There are more battles coming, too, as lobbyists for insurers, drug manufacturers, providers, businesses and unions try to fight off any proposal that might curtail their incomes.

The next one is likely to be over coverage mandates, imposed on individuals or employers or both.

There were some hints of the upcoming clash in recent comments by Senate Finance Chair Max Baucus. In a breakfast meeting sponsored by the Kaiser Family Foundation, he estimated that only 94 to 96 percent of Americans would be covered by the reform model he expected, then was forced later to amend his remarks to “as close [to 100 percent] as we can.” The gap between Baucus’ two estimates could be critical, since AHIP has publicly agreed to eliminate medical underwriting only if universal coverage is achieved—and a mandate is the obvious way to do so.
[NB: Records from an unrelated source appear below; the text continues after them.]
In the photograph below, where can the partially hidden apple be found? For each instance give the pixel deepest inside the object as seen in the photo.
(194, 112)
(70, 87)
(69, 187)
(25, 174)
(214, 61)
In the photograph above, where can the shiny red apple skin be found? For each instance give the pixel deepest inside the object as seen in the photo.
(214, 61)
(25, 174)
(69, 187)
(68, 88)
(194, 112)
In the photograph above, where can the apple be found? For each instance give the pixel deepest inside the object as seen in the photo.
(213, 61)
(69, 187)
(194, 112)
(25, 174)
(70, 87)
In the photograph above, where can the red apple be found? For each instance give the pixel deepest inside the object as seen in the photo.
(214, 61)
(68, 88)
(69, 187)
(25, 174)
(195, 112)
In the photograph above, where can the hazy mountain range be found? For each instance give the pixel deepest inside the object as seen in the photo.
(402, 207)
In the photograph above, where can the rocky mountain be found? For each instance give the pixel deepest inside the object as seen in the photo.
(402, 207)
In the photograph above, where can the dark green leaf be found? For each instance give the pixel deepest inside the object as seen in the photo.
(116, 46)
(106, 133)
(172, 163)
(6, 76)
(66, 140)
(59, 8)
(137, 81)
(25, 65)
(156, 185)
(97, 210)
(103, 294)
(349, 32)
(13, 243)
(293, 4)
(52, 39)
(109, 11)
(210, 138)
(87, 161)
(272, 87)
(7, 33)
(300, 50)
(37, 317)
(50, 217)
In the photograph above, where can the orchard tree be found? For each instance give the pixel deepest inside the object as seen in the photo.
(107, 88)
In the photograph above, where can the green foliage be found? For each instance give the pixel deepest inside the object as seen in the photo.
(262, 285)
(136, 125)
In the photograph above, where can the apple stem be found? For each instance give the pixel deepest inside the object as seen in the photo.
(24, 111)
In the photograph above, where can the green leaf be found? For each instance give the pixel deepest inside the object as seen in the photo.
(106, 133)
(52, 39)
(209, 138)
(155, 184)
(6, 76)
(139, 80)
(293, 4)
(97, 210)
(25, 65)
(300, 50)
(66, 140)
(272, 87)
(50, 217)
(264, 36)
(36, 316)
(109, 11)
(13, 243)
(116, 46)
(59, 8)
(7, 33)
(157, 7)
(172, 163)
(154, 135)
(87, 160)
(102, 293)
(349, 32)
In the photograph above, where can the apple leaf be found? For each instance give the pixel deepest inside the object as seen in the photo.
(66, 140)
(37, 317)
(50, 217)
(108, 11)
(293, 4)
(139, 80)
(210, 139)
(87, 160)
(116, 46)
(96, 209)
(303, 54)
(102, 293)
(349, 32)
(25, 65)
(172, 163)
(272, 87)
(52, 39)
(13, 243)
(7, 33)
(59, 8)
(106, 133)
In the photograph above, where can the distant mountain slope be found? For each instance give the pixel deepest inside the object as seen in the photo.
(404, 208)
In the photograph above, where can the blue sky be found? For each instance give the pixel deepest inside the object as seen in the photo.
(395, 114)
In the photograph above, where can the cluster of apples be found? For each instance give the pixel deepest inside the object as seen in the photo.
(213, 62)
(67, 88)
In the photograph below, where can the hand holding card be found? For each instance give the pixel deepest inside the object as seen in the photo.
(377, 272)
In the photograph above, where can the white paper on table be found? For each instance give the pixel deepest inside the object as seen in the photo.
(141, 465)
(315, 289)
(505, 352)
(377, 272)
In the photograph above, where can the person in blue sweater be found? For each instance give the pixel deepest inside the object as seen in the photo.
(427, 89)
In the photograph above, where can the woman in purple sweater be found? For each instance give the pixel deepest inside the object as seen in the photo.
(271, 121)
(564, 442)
Whether imposed on employers or individuals, or both, coverage mandates will be a political hot potato. Small businesses will fight a play-or-pay mandate (and one that they are willing to accept may leave a big hole in reform financing), while conservatives will undoubtedly battle any attempt to require individuals to carry a prescribed level of insurance. An individual mandate may have been—for the moment, at least—successful in Massachusetts, where the percentage of uninsured was low, but it will present severe problems in states like California and Texas, with very large numbers of uninsured who would be expected to contribute towards coverage.

Mandates also face other problems. Tying them to income tax filings—as Massachusetts has done—will not make them more attractive, and will open up questions of how to determine compliance, what penalties to impose for non-compliance, and how to relate a retroactive process (tax filing) to a current requirement (insurance coverage).

Given these difficulties, an alternative that may get more attention is some form of voucher, as suggested by Fuchs and Emanuel. While the VAT levy that they proposed is almost certainly not politically viable as a funding mechanism, building some part of the coverage cost into the tax system, as in the Wyden-Bennett Healthy Americans Act, might gain support. From an administrative viewpoint, guaranteeing coverage to everyone who files a tax return is simpler than a mandate-penalty model, and could be more politically acceptable.

What’s clear is that insurance system stability depends on getting very, very close to universal coverage, and that either an individual mandate (most likely combined with an employer mandate) or a quasi-voucher system is the only way to get there.